Braxton-Hicks-Kontraktionen sind oft nicht schmerzhaft, sondern fühlen sich eher wie ein leichtes Anspannen oder Zusammenziehen des Bauches an. Bei manchen Frauen können sie jedoch auch unangenehm sein, sind aber in der Regel nicht so intensiv wie echte Geburtswehen.
Unterschied zwischen Geburtswehen und Braxton-Hicks-Kontraktionen
Während der Schwangerschaft erfährt der Körper einer Frau zahlreiche Veränderungen, und das Auftreten von Gebärmutterkontraktionen ist ein natürlicher Teil dieses Prozesses. Es ist von entscheidender Bedeutung, zwischen Braxton-Hicks-Kontraktionen, oft als "Übungswehen" bezeichnet, und echten Geburtswehen unterscheiden zu können, da dies Auswirkungen auf das weitere Vorgehen hat.
Braxton-Hicks-Kontraktionen (Übungswehen)
- Merkmale: Diese Kontraktionen sind unregelmäßig, unvorhersehbar und oft schmerzlos oder nur leicht unangenehm. Sie betreffen typischerweise nur bestimmte Bereiche der Gebärmutter, oft den oberen Teil, und fühlen sich an wie ein Anspannen oder Zusammenziehen des Bauches. Die Intensität und Häufigkeit variieren stark und sie treten oft nach körperlicher Anstrengung, Dehydrierung oder wenn die Blase voll ist, auf.
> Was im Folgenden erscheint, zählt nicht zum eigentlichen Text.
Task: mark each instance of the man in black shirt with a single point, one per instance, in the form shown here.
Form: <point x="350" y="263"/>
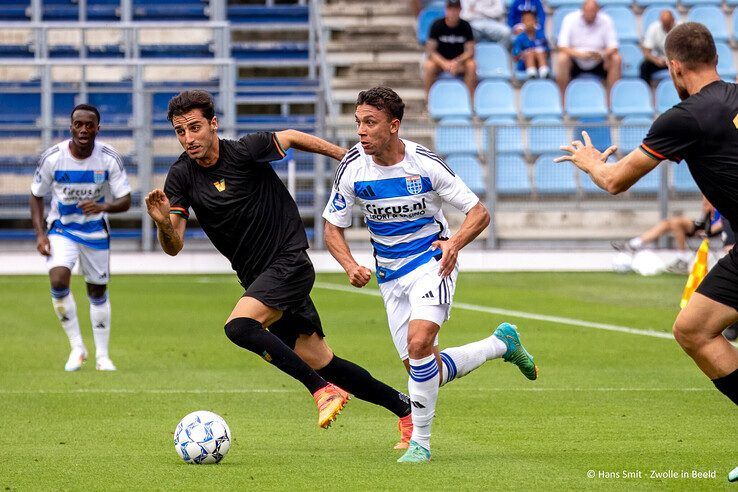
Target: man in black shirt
<point x="703" y="131"/>
<point x="250" y="217"/>
<point x="450" y="48"/>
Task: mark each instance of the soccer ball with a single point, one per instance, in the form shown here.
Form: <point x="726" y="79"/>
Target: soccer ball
<point x="202" y="437"/>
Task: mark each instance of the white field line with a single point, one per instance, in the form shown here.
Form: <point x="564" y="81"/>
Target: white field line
<point x="199" y="391"/>
<point x="516" y="314"/>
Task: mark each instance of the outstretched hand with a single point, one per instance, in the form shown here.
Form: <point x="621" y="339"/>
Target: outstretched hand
<point x="584" y="153"/>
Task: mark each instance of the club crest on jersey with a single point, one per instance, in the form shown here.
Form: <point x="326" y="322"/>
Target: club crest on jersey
<point x="339" y="202"/>
<point x="414" y="184"/>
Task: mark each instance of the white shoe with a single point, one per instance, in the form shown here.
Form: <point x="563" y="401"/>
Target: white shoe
<point x="76" y="357"/>
<point x="105" y="364"/>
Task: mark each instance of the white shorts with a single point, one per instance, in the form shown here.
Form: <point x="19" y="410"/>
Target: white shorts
<point x="94" y="263"/>
<point x="421" y="294"/>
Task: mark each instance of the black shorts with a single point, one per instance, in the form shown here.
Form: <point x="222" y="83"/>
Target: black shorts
<point x="598" y="70"/>
<point x="721" y="283"/>
<point x="286" y="286"/>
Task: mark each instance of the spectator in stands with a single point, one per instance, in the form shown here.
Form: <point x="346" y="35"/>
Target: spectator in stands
<point x="450" y="48"/>
<point x="518" y="8"/>
<point x="588" y="43"/>
<point x="530" y="48"/>
<point x="654" y="57"/>
<point x="419" y="5"/>
<point x="487" y="18"/>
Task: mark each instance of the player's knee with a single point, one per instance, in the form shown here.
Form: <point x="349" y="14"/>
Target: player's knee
<point x="243" y="332"/>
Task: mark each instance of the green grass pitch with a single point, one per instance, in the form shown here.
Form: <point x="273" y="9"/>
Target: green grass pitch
<point x="618" y="404"/>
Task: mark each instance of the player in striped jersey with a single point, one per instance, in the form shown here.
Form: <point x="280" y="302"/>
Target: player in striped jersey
<point x="400" y="187"/>
<point x="78" y="173"/>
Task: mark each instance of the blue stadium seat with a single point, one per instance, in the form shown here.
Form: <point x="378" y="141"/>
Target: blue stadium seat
<point x="14" y="12"/>
<point x="558" y="18"/>
<point x="508" y="135"/>
<point x="540" y="98"/>
<point x="493" y="61"/>
<point x="260" y="14"/>
<point x="713" y="18"/>
<point x="511" y="176"/>
<point x="426" y="19"/>
<point x="631" y="97"/>
<point x="469" y="170"/>
<point x="651" y="14"/>
<point x="547" y="134"/>
<point x="666" y="95"/>
<point x="624" y="21"/>
<point x="449" y="98"/>
<point x="20" y="107"/>
<point x="726" y="67"/>
<point x="585" y="98"/>
<point x="114" y="107"/>
<point x="682" y="179"/>
<point x="631" y="133"/>
<point x="455" y="136"/>
<point x="552" y="177"/>
<point x="632" y="58"/>
<point x="494" y="98"/>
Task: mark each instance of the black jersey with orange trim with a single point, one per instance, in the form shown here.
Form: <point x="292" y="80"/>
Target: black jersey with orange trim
<point x="703" y="131"/>
<point x="240" y="202"/>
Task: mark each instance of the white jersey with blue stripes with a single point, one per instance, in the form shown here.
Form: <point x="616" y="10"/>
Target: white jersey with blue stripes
<point x="70" y="181"/>
<point x="401" y="205"/>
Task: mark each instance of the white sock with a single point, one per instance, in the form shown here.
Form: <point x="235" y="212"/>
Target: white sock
<point x="460" y="361"/>
<point x="423" y="388"/>
<point x="66" y="310"/>
<point x="100" y="319"/>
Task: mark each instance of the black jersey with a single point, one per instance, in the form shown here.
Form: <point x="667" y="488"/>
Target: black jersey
<point x="703" y="131"/>
<point x="240" y="202"/>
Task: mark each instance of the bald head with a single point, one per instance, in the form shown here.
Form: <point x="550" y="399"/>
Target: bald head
<point x="666" y="17"/>
<point x="589" y="10"/>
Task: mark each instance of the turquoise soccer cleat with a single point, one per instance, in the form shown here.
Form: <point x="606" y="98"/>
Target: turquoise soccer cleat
<point x="516" y="353"/>
<point x="415" y="454"/>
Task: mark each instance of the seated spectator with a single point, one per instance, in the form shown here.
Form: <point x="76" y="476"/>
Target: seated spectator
<point x="450" y="48"/>
<point x="588" y="43"/>
<point x="653" y="45"/>
<point x="530" y="48"/>
<point x="487" y="18"/>
<point x="515" y="14"/>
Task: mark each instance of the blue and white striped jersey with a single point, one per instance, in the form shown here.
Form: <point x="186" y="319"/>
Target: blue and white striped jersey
<point x="70" y="181"/>
<point x="401" y="205"/>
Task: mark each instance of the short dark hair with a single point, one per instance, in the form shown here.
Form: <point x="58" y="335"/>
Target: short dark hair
<point x="186" y="101"/>
<point x="691" y="44"/>
<point x="85" y="107"/>
<point x="384" y="99"/>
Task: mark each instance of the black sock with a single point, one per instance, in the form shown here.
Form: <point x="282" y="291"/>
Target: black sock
<point x="249" y="334"/>
<point x="728" y="385"/>
<point x="357" y="381"/>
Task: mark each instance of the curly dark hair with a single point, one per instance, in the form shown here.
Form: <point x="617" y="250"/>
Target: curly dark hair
<point x="384" y="99"/>
<point x="186" y="101"/>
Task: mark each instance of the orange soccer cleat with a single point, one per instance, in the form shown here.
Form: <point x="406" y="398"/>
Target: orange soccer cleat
<point x="330" y="400"/>
<point x="405" y="426"/>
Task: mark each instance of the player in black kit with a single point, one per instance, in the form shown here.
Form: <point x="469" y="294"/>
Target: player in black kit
<point x="250" y="217"/>
<point x="702" y="130"/>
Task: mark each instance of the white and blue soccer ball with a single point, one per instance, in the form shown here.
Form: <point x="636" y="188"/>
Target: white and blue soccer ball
<point x="202" y="437"/>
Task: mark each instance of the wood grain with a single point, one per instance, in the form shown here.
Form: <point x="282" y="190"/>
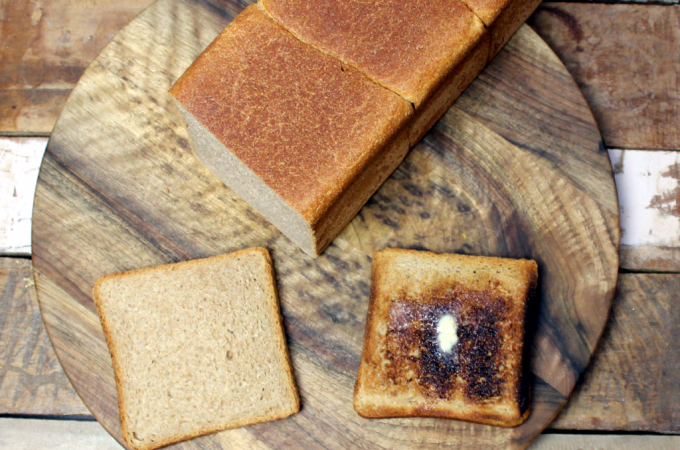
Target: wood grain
<point x="31" y="379"/>
<point x="52" y="42"/>
<point x="66" y="435"/>
<point x="609" y="398"/>
<point x="633" y="382"/>
<point x="604" y="442"/>
<point x="120" y="189"/>
<point x="626" y="60"/>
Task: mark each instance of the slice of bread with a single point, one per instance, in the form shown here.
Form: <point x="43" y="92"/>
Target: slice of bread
<point x="445" y="338"/>
<point x="197" y="347"/>
<point x="300" y="136"/>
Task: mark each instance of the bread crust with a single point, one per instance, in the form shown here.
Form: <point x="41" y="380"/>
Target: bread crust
<point x="502" y="18"/>
<point x="402" y="375"/>
<point x="303" y="122"/>
<point x="409" y="47"/>
<point x="114" y="351"/>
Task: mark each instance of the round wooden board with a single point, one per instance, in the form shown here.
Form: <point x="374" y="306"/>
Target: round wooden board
<point x="516" y="168"/>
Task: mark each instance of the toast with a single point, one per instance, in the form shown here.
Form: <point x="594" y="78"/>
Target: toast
<point x="197" y="347"/>
<point x="302" y="137"/>
<point x="445" y="337"/>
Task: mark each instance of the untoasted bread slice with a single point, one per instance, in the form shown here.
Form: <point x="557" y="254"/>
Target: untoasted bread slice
<point x="197" y="347"/>
<point x="445" y="338"/>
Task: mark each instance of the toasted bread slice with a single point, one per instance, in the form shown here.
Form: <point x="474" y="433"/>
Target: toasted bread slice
<point x="302" y="137"/>
<point x="197" y="347"/>
<point x="445" y="338"/>
<point x="411" y="47"/>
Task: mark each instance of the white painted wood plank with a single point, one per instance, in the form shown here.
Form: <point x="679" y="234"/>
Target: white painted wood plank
<point x="604" y="442"/>
<point x="20" y="160"/>
<point x="648" y="184"/>
<point x="34" y="434"/>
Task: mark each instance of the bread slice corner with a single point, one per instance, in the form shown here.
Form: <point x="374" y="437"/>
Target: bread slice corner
<point x="445" y="337"/>
<point x="197" y="347"/>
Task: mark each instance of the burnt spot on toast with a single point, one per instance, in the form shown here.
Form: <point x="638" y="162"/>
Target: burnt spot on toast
<point x="472" y="369"/>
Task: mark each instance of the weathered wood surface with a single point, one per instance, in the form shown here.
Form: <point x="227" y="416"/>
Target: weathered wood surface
<point x="31" y="379"/>
<point x="55" y="40"/>
<point x="634" y="381"/>
<point x="626" y="60"/>
<point x="648" y="185"/>
<point x="47" y="44"/>
<point x="620" y="390"/>
<point x="20" y="160"/>
<point x="119" y="189"/>
<point x="605" y="442"/>
<point x="34" y="434"/>
<point x="31" y="434"/>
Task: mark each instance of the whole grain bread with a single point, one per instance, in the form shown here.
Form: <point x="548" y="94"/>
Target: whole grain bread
<point x="445" y="337"/>
<point x="302" y="137"/>
<point x="197" y="347"/>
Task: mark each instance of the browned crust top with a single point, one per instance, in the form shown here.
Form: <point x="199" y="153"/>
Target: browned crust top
<point x="404" y="373"/>
<point x="299" y="119"/>
<point x="408" y="46"/>
<point x="488" y="10"/>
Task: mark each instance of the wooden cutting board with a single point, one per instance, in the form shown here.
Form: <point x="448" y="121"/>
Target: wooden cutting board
<point x="516" y="168"/>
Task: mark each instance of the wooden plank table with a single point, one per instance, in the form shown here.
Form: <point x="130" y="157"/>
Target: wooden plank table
<point x="624" y="57"/>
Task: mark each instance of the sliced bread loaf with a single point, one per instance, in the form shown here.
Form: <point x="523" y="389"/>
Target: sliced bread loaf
<point x="445" y="337"/>
<point x="302" y="137"/>
<point x="197" y="347"/>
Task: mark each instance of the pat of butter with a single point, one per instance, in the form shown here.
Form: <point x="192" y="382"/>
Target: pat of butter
<point x="447" y="333"/>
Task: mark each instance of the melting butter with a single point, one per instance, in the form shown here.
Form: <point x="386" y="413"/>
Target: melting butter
<point x="447" y="333"/>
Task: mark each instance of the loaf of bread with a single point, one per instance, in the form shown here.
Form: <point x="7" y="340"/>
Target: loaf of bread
<point x="299" y="135"/>
<point x="411" y="47"/>
<point x="197" y="347"/>
<point x="305" y="107"/>
<point x="502" y="18"/>
<point x="445" y="337"/>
- Auslöser: Sie können durch eine Vielzahl von Faktoren ausgelöst werden, darunter Aktivität der Mutter, die Aktivität des Babys, volle Blase, Dehydrierung oder sogar Berührung des Bauches.
- Dauer und Muster: Sie haben keine feste Dauer und kein regelmäßiges Muster. Sie können für kurze Zeit auftreten und dann wieder verschwinden.
Echte Geburtswehen
- Merkmale: Echte Wehen sind regelmäßig, werden mit der Zeit stärker, dauern länger und treten in kürzeren Abständen auf. Sie beginnen oft im Rücken und strahlen nach vorne in den Unterbauch und die Leistenregion aus. Das Gefühl ist intensiver und schmerzhafter als bei Braxton-Hicks-Kontraktionen.
- Fortschritt: Das wichtigste Merkmal echter Wehen ist ihre fortschreitende Natur. Sie bewirken eine Öffnung und Verkürzung des Gebärmutterhalses, was letztendlich zur Geburt führt.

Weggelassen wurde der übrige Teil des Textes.